Other uses: Because of its bulkheads, the pontoon could be used simultaneously for sewage treatment, gray water storage, or partially as a basement.
Disadvantages: No thermal insulation; buildup of condensation; if water collects in the bilge, pontoon's life will be under 10 years; harmful antirust paint, and permanent deformations.
C) Studio Noach Fiberglass Pontoons
Dimensions:Width:6 m, Length:20 m, Height:1.50 m, Wall thickness: 0.044 m
Design: These pontoons are composites made of laminated plates bonded with epoxy and cured. The wall structure comprises 4.4 cm thick GraniteResin plates.
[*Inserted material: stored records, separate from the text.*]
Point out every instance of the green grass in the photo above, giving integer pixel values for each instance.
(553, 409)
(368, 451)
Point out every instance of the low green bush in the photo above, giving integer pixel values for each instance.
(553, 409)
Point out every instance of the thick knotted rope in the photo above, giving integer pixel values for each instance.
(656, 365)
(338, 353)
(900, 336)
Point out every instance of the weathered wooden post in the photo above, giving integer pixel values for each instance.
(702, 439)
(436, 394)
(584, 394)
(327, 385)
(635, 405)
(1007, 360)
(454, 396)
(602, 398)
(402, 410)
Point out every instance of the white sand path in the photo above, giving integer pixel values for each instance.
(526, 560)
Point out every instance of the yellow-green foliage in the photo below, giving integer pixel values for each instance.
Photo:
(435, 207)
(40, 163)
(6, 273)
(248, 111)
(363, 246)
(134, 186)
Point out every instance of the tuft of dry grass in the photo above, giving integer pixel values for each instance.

Static load-bearing capacity: Extra frames, bulkheads, or columns are required as bracing elements.
Displacement: 6 m width x 20 m length x 1 m draft = 120 m³ of displaced water120 m³ x 1000 = 120,000 kg maximum weight, 120,000 kg = 120 t
This means that a floating home with a draft of 1 m should not weigh more than 120 t, including the pontoon.
Weight of fiberglass pontoon: 6.00 m x 20.00 m x 1.50 m = 180 m³. 180 m³ - 5.91 m x 19.91 m x 1.41 m = 152.77 m³. 14.09 m³ x 0.23 t/m³ = 3.24 t
Transverse bulkheads: 0.044 m x 1.00 m x 5.91 m x 4 = 1.04 m³. 1.04 m³ x 0.23 t/m³ = 0.24 t
Longitudinal bulkhead: 0.044 m x 1.00 m x 19.91 = 0.88 m³. 0.88 m³ x 0.23 t/m³ = 0.20 t
Frames according to marine navigation regulations: 55 cm per Germanischer Lloyd. 0.044 m x 1.00 m x 0.50 m x 90 = 1.98 m³. 1.98 m ³ x 0.23 t/m³ = 0.46 t
Frames under the pontoon: 0.044 m x 0.10 m x 5.50 m x 35 = 0.85 m³. 0.85 m³ x 0.23 t/m³ = 0.20 to
Total weight of pontoon: 3.24 t + 0.24 t + 0.20 t + 0.46 t + 0.20 t = 4.34 tLoad capacity of building: 120 t - 4.34 t = 115.66 t
Hence, taking working loads etc. into account, the maximum permissible weight of the complete building structure including all built-in units is 115.66 t.
Ice stability: The manufacturer warrants the unit's ice stability.